Non, c’était à un monde qu’il songeait, à Trantor et à sa gigantesque métropole d’échelle planétaire qui régissait la galaxie tout entière. Il imaginait le palais dont il n’avait jamais vu en réalité les flèches et les arches majestueuses. Aucun Terrien ne les avait jamais vues. Il pensait aux invisibles fils de la puissance et de la gloire lancés de soleil en soleil, se tressant en cordons, en cordes et en câbles pour aboutir à ce lieu central et à cette abstraction, l’empereur, qui, après tout, n’était qu’un homme.
Son esprit s’accrochait fixement à cette pensée – la pensée de ce pouvoir, seul capable de conférer une essence divine à un mortel, et qui se concentrait en quelqu’un qui n’était qu’un humain.

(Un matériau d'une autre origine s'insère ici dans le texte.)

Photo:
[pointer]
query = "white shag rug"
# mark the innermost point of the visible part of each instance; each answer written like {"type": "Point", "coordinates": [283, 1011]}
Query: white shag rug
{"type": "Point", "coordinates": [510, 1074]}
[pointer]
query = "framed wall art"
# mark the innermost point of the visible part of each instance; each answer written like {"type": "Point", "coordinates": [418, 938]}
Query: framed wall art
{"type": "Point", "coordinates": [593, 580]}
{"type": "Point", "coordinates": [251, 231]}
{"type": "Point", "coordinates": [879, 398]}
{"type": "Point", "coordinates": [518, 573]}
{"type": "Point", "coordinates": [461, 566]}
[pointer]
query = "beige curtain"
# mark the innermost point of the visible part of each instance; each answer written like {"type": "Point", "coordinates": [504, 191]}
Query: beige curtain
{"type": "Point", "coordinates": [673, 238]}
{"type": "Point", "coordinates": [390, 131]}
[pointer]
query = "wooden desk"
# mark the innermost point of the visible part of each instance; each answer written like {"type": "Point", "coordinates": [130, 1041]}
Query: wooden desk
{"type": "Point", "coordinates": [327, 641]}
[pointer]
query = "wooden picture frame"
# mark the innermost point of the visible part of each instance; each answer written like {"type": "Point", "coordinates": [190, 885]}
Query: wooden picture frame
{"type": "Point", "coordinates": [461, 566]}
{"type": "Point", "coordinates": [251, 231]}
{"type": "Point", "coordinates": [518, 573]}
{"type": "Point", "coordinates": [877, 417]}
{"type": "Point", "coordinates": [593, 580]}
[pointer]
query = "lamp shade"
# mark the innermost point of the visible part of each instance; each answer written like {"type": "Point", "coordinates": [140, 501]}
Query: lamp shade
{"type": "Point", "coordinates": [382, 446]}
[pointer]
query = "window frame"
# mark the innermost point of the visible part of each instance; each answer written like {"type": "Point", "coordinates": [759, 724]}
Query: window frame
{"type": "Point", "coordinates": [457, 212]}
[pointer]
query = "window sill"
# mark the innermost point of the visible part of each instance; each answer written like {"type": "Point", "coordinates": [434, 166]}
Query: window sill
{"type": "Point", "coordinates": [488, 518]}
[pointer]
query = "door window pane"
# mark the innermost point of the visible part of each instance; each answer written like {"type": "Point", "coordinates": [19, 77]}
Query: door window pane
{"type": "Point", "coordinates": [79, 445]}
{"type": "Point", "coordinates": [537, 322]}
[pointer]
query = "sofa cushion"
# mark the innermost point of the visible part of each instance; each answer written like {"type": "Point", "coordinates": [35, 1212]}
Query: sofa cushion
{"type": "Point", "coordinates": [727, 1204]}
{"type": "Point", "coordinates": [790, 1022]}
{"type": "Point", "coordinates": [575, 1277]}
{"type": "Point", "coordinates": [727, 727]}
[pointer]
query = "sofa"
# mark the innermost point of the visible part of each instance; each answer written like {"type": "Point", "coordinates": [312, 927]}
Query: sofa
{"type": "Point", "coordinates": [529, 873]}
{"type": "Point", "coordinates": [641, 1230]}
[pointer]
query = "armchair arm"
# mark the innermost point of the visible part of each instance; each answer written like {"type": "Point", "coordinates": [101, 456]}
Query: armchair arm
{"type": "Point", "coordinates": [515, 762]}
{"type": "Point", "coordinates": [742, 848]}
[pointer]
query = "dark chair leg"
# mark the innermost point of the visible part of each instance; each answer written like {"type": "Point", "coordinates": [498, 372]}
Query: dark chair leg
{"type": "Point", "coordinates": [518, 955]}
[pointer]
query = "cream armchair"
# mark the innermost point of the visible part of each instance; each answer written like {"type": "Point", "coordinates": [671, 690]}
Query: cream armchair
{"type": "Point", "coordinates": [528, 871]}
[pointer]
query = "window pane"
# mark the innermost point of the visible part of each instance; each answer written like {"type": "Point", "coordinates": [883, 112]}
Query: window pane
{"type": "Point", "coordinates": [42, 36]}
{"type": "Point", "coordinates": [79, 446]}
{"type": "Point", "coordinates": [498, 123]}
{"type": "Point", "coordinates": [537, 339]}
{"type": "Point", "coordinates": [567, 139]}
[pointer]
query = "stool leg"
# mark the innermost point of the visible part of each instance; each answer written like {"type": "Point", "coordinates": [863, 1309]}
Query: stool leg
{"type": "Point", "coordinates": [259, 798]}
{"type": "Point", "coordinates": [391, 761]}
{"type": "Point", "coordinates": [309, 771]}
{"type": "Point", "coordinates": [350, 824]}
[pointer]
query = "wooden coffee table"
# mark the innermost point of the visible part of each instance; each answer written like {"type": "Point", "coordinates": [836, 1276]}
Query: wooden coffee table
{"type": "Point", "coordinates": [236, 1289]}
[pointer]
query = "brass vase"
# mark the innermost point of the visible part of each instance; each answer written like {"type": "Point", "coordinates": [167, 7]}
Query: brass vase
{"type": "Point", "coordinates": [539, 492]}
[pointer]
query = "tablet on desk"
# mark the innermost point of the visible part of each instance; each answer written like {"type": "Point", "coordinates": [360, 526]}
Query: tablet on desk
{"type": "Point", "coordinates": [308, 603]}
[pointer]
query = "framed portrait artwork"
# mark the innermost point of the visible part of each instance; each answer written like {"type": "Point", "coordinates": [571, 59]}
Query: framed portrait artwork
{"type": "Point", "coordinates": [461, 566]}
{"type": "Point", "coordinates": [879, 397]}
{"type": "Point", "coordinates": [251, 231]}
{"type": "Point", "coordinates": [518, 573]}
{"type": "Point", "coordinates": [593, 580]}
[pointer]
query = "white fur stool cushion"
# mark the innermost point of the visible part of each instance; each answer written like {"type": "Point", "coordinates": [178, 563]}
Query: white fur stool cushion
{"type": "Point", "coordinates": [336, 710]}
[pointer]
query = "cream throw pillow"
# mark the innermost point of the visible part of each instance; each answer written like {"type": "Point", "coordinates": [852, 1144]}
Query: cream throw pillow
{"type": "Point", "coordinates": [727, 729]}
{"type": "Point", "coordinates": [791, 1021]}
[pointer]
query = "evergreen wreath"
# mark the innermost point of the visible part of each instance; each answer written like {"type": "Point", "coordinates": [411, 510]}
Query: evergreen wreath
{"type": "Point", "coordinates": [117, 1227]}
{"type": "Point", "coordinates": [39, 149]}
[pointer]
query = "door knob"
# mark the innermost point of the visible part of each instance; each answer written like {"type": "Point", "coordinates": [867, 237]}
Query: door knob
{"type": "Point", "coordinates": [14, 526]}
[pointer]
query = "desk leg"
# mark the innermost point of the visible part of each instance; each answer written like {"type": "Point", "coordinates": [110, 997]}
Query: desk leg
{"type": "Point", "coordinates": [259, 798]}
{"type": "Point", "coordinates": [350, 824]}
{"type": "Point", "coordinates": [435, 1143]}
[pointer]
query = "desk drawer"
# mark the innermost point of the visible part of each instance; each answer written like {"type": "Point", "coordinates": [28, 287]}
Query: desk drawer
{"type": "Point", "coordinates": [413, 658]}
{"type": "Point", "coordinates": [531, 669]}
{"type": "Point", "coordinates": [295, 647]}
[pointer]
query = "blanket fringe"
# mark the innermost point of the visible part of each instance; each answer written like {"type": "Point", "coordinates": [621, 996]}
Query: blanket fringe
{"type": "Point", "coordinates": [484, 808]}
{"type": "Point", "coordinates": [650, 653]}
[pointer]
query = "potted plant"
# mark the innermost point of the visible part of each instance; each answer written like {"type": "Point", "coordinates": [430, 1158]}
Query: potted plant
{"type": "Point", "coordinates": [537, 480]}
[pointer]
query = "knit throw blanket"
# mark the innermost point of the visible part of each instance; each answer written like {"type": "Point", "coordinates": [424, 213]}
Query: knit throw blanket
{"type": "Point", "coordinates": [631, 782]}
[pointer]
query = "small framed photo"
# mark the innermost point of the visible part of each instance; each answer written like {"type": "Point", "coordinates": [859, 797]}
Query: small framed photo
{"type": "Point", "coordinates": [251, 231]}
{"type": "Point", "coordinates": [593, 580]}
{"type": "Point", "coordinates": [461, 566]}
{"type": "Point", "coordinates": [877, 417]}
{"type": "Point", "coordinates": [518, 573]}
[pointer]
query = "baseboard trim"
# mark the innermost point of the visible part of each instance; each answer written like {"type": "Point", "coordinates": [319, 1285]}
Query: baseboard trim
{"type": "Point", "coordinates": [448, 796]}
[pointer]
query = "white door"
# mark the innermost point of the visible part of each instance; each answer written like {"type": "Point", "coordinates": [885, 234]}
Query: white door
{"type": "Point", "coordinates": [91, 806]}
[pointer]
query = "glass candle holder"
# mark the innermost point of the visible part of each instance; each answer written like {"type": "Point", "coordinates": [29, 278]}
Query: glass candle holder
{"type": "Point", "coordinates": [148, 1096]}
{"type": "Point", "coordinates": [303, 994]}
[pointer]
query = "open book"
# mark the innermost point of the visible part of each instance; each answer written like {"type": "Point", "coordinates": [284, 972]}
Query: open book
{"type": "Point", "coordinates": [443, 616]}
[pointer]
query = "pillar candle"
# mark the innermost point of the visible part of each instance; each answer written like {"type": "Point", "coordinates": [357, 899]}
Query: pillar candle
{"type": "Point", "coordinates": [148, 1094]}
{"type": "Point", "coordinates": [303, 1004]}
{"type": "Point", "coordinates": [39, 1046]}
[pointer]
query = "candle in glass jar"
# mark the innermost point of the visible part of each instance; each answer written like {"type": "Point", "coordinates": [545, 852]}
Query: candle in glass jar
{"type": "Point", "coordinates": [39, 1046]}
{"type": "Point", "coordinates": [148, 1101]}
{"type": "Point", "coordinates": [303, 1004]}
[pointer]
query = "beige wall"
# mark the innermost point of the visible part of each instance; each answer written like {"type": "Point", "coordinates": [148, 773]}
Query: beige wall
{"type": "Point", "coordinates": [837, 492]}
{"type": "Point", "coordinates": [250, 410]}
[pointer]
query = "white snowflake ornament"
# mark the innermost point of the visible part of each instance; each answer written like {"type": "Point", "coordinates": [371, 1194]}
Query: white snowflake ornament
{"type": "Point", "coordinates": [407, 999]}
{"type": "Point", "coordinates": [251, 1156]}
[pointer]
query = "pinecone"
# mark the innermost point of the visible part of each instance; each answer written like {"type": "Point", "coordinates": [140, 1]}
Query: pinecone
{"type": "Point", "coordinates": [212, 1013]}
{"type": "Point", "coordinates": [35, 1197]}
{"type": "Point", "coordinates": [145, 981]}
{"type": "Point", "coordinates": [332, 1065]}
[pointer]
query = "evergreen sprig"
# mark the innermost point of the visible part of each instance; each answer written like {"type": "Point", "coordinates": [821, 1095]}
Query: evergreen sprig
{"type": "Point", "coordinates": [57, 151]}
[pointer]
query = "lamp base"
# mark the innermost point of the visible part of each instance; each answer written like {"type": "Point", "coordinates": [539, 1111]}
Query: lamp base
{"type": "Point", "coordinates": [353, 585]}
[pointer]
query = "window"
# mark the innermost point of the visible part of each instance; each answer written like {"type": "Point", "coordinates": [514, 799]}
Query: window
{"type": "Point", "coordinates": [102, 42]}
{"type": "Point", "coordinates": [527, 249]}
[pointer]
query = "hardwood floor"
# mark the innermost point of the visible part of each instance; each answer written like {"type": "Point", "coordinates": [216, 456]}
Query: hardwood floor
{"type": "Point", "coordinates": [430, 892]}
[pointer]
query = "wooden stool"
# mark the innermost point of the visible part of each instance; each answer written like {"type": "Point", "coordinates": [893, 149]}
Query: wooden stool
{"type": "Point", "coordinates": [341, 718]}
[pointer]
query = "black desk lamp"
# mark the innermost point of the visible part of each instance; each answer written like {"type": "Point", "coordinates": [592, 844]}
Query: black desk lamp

Rien qu’un humain ! Comme lui-même !
Il pourrait…
11. L’ESPRIT QUI CHANGEA
La conscience du changement était obscure dans l’esprit de Joseph Schwartz. Bien souvent, dans le silence total de la nuit – comme les nuits étaient silencieuses, à présent ! Avaient-elle jamais été bruyantes, illuminées, trépidantes de vie ? – dans ce silence nouveau, il s’efforçait de remonter à son origine. Il aurait bien voulu pouvoir dire : c’est arrivé à tel endroit, à tel moment précis.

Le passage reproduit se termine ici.